The next major clue on the economy of the world's top energy consumer will come from the widely watched U.S. non-farm payroll report for June out later Thursday, which is expected to show unemployment at a 26-year high of 9.6 percent.
U.S. crude for August delivery edged down 9 cents to $69.22 a barrel by 0722 GMT (3:22 a.m. EDT). The contract settled 58 cents lower at $69.31 on Wednesday.
London Brent crude fell 6 cents to $68.73.
The overall economic sentiments are very weak so oil prices could see more selling pressure.
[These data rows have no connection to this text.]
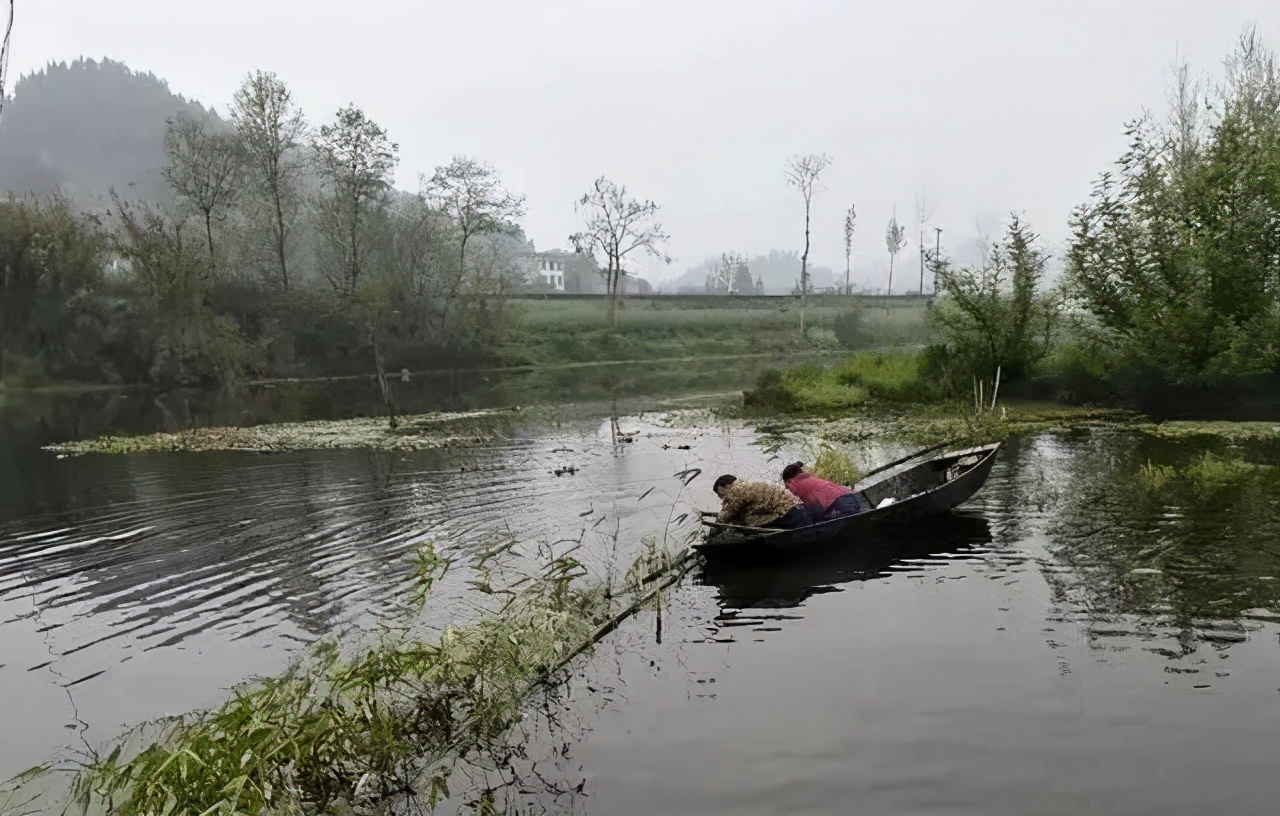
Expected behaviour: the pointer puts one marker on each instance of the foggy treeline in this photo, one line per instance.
(181, 247)
(273, 242)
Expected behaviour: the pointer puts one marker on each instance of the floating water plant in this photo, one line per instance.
(337, 734)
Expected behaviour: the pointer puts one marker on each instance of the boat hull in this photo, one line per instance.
(920, 491)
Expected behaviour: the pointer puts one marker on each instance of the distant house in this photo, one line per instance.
(557, 270)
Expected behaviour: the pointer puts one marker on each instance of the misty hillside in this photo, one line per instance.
(87, 125)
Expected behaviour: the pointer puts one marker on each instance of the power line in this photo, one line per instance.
(4, 55)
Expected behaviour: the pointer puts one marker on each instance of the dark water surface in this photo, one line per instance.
(1075, 641)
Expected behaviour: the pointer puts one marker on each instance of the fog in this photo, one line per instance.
(986, 106)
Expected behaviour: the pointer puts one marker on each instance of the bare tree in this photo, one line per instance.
(356, 161)
(273, 131)
(616, 227)
(4, 54)
(206, 165)
(803, 174)
(850, 218)
(472, 195)
(895, 238)
(922, 218)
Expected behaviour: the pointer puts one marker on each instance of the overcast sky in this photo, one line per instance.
(987, 106)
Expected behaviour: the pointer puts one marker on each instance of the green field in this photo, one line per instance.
(574, 330)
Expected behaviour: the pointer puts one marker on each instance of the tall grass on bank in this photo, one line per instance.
(558, 331)
(864, 377)
(336, 734)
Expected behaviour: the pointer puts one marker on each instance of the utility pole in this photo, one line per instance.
(4, 54)
(937, 256)
(922, 258)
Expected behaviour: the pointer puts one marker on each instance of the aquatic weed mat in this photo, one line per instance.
(356, 730)
(411, 432)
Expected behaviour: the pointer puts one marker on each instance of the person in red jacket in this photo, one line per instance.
(830, 499)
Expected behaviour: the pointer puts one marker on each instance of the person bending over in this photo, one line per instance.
(758, 504)
(831, 500)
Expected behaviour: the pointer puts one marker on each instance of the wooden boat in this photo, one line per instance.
(897, 496)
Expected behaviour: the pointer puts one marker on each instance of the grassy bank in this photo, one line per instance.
(574, 331)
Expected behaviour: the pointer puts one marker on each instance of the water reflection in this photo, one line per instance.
(1189, 531)
(781, 581)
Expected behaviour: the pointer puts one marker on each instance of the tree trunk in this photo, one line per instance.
(612, 280)
(279, 239)
(804, 269)
(209, 232)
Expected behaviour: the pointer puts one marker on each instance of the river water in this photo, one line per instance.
(1070, 642)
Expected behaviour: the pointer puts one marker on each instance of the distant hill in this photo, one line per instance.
(87, 127)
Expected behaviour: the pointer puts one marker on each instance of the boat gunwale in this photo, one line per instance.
(775, 536)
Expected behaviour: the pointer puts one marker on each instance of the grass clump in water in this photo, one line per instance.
(348, 736)
(836, 466)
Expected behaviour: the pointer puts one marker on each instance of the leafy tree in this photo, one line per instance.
(205, 166)
(474, 197)
(1176, 253)
(803, 173)
(273, 131)
(356, 161)
(616, 227)
(995, 315)
(50, 260)
(895, 238)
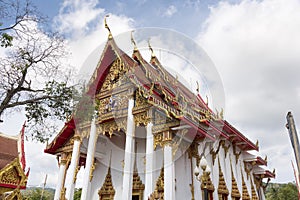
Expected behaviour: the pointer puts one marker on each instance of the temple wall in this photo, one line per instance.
(183, 177)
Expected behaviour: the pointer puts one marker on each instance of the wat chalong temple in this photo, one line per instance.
(12, 166)
(152, 138)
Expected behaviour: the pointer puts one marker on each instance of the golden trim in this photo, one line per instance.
(13, 174)
(107, 190)
(158, 193)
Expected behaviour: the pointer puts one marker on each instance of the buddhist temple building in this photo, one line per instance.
(12, 166)
(152, 138)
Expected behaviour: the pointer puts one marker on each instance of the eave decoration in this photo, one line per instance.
(13, 176)
(107, 191)
(158, 193)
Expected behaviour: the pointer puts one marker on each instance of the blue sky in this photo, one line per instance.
(254, 45)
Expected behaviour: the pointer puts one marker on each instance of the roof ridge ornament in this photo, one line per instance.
(133, 41)
(152, 52)
(107, 27)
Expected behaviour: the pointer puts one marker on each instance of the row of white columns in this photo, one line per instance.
(169, 186)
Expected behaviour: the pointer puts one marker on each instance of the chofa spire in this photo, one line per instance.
(107, 27)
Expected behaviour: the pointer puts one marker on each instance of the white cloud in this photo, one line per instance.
(86, 20)
(170, 11)
(75, 16)
(256, 49)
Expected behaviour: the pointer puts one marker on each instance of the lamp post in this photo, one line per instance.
(204, 177)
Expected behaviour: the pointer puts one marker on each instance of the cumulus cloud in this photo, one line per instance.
(75, 16)
(83, 22)
(256, 49)
(170, 11)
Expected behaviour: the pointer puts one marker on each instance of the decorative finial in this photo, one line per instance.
(107, 27)
(132, 41)
(198, 88)
(152, 53)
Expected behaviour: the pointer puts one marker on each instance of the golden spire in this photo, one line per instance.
(149, 45)
(107, 27)
(132, 41)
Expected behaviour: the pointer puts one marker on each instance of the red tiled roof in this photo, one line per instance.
(8, 149)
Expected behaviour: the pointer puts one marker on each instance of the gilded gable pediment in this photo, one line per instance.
(13, 174)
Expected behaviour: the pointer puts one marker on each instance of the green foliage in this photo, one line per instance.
(6, 40)
(34, 78)
(282, 192)
(35, 194)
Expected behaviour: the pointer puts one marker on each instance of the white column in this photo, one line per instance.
(61, 178)
(129, 152)
(89, 162)
(73, 165)
(149, 162)
(169, 182)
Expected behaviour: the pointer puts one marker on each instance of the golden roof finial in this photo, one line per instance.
(198, 87)
(132, 41)
(152, 53)
(107, 27)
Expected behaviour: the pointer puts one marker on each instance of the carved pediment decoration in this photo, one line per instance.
(13, 174)
(158, 193)
(107, 191)
(116, 71)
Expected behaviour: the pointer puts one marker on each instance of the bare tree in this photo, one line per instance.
(32, 75)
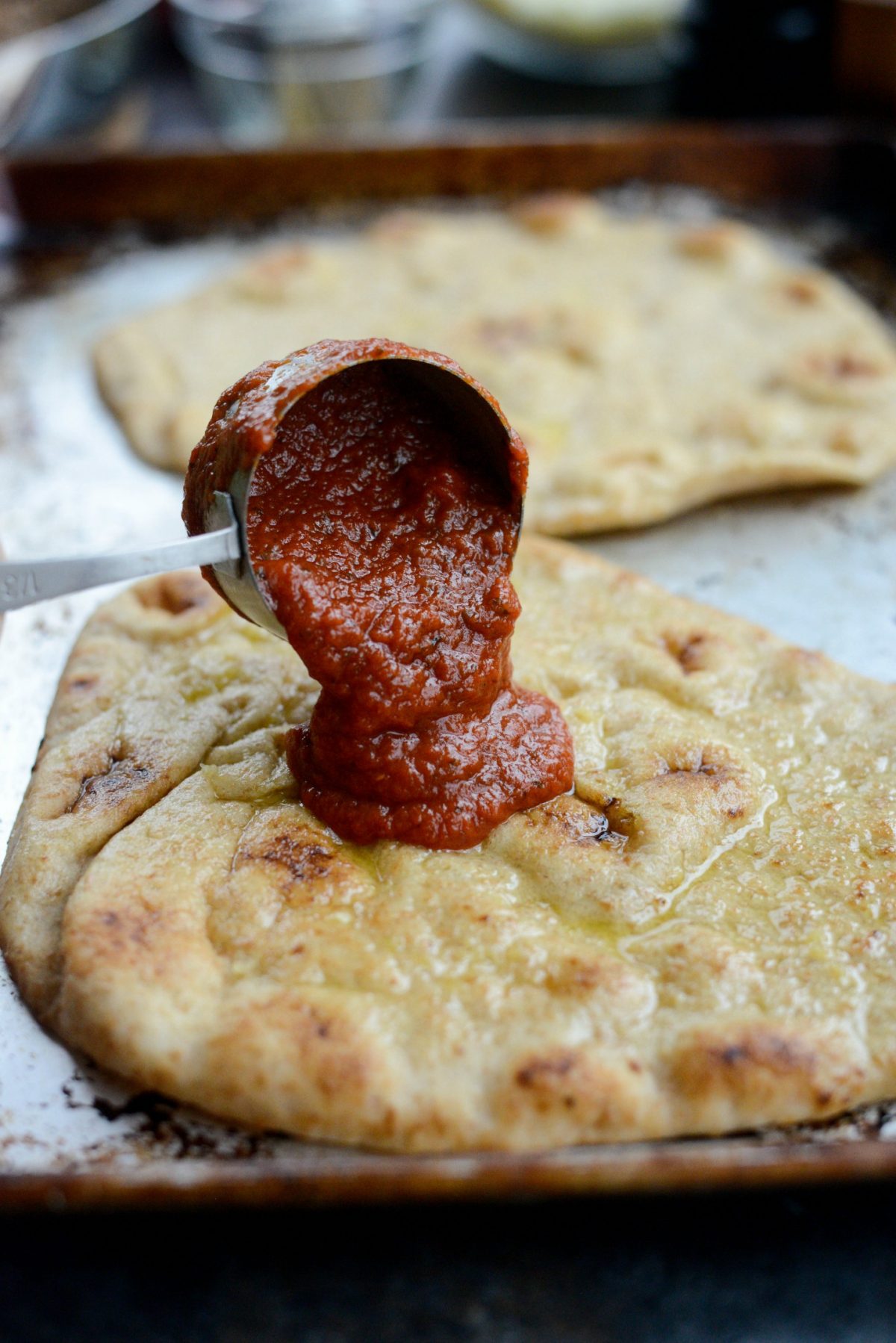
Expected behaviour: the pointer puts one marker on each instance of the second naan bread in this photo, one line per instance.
(700, 939)
(649, 367)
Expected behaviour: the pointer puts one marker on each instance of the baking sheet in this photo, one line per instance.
(817, 567)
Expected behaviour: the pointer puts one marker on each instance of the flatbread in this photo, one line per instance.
(702, 939)
(648, 365)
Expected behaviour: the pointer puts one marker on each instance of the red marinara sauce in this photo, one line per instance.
(383, 536)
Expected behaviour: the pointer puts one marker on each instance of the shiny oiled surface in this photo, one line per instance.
(746, 558)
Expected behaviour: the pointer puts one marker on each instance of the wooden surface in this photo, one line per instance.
(741, 164)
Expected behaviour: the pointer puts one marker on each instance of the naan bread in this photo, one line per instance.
(702, 939)
(649, 367)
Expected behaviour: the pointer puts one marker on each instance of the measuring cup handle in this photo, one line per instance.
(26, 582)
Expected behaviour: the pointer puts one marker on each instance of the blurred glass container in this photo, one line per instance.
(65, 77)
(613, 42)
(285, 70)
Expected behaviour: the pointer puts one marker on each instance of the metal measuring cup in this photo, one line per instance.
(220, 477)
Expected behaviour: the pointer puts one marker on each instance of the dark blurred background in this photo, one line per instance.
(129, 72)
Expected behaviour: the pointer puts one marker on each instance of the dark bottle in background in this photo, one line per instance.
(755, 58)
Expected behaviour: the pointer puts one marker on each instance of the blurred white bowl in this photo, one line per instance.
(579, 40)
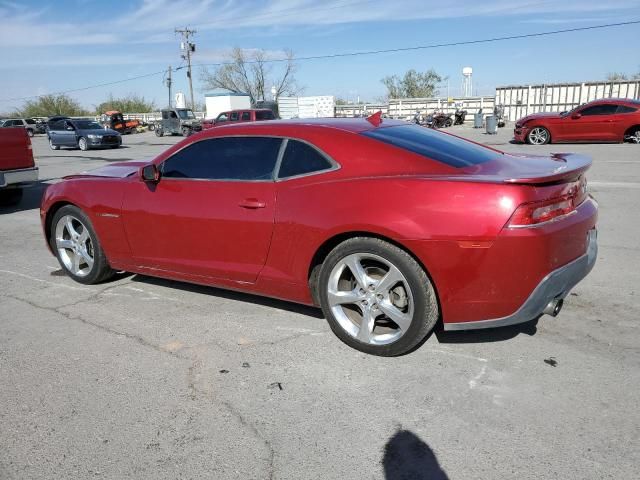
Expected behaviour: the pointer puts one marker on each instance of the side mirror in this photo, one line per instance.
(150, 173)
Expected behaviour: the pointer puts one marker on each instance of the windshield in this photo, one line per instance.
(186, 114)
(87, 125)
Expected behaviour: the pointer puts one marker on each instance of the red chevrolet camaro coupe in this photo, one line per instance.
(610, 120)
(387, 226)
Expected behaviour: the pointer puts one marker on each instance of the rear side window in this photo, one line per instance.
(625, 109)
(300, 158)
(441, 147)
(227, 158)
(267, 115)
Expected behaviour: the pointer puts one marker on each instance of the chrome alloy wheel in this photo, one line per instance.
(74, 246)
(370, 298)
(538, 136)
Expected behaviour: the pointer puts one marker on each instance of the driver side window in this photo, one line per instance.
(226, 158)
(599, 110)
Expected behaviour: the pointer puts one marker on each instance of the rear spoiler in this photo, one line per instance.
(570, 166)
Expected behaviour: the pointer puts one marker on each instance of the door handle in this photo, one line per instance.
(252, 203)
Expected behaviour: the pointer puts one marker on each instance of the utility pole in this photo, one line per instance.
(189, 48)
(169, 84)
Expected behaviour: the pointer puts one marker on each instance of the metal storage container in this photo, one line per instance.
(492, 124)
(477, 120)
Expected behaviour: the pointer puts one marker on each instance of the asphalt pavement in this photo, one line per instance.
(152, 379)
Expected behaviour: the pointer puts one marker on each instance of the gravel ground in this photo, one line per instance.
(151, 379)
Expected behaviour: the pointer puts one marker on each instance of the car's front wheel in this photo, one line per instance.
(539, 136)
(82, 144)
(376, 297)
(77, 247)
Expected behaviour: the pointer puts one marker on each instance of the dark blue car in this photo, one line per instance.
(82, 134)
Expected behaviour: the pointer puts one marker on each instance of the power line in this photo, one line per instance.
(435, 45)
(353, 54)
(63, 92)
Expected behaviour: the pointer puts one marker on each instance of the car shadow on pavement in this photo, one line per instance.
(231, 295)
(31, 197)
(408, 457)
(486, 335)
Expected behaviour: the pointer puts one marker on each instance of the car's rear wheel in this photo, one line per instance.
(539, 136)
(633, 135)
(376, 297)
(77, 247)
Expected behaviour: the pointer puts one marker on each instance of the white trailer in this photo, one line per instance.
(217, 103)
(307, 107)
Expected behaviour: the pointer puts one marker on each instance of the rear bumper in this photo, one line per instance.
(556, 285)
(12, 177)
(520, 134)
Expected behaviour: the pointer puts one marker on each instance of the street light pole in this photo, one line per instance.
(190, 48)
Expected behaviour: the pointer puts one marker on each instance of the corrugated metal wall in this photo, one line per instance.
(522, 100)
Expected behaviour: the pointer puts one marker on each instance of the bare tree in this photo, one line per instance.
(413, 84)
(252, 73)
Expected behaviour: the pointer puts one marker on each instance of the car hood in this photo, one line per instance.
(538, 116)
(115, 170)
(98, 131)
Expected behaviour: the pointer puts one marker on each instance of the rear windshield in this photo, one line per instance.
(434, 145)
(265, 115)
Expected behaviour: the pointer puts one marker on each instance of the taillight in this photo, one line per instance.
(534, 213)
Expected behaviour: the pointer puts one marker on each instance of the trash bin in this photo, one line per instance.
(477, 120)
(492, 124)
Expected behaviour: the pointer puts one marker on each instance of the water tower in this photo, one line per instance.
(467, 83)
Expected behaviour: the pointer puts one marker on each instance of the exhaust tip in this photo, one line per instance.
(553, 307)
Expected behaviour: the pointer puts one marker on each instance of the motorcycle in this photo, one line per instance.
(442, 120)
(459, 117)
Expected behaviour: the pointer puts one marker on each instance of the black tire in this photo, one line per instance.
(543, 131)
(425, 304)
(100, 271)
(10, 196)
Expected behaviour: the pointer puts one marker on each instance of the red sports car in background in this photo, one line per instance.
(387, 226)
(609, 120)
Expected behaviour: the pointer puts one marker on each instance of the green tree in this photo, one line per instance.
(413, 84)
(130, 104)
(49, 105)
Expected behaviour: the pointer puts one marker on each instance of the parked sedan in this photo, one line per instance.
(82, 134)
(610, 120)
(387, 226)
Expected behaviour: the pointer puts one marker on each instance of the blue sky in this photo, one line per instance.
(49, 46)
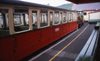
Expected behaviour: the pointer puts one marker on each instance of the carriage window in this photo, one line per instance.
(64, 17)
(69, 15)
(56, 19)
(60, 17)
(34, 17)
(51, 18)
(4, 30)
(20, 22)
(44, 19)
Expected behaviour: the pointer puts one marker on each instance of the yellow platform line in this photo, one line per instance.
(67, 45)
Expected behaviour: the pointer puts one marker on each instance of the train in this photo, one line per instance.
(28, 27)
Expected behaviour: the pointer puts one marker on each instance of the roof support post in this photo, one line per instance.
(30, 19)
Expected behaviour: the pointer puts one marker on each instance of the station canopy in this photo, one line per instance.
(83, 1)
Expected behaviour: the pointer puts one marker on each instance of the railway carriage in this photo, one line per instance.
(28, 27)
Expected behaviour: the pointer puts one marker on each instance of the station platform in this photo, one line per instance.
(68, 48)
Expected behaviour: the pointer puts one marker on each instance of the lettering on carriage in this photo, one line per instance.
(57, 29)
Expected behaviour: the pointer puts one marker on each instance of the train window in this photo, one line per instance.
(75, 16)
(56, 19)
(51, 18)
(68, 16)
(64, 17)
(44, 19)
(20, 22)
(4, 30)
(34, 17)
(60, 16)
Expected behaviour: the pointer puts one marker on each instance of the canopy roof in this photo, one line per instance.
(83, 1)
Furthermore, prices have also jumped more than 40 percent in the last quarter, so investors would be happy to lock in profits, said Benson Wang, a trader at Commodity Broking Services in Sydney.
Gasoline stockpiles in the world's top consumer rose by 2.3 million barrels last week, above analysts' forecasts, data from the U.S. Energy Information Administration showed.
Distillate inventories, including diesel, increased by 2.9 million barrels, while crude stockpiles fell by 3.7 million barrels.
The swell in gasoline stocks, which comes ahead of the July 4 Independence Day holiday -- traditionally the peak of the summer driving season -- reflects a continued weakness in fuel demand and suggests that a recovery in energy consumption in the world's largest economy was at a much slower pace than some analysts had expected.
Rising retail fuel prices in China and India, where both governments this week unexpectedly raised gasoline and diesel prices by as much as 10 percent, could also become a potential deterrent to demand growth.
China's crude oil stocks were at record high levels at the end of May, but the gains narrowed compared with past months, as hefty oil imports were largely consumed because of refiners' record operational levels.
The economic crisis has battered fuel demand worldwide, sending crude off record highs above $147 a barrel hit last July. But a weak U.S. dollar and optimism that a potential economic recovery could push demand higher has helped crude to jump 42 percent in the last quarter -- the strongest quarterly gain since 1990.
But recent data in the United States, including weak consumer spending and gloomy unemployment numbers, as well as evidence from Europe and Asia suggest a global economic recovery will be choppy this year, if it occurs at all.
On the supply side, rising output from OPEC is also putting downward pressure on crude prices, with a Reuters survey showing OPEC output rose in June, with members' compliance with agreed cuts at 72 percent last month, a fall from 75 percent in May.
Qatar has notified at least two Asian term buyers that it will supply its Marine crude at full contracted volumes for August, compared with a 14 percent supply curbs for July, sources at the firms said on Thursday.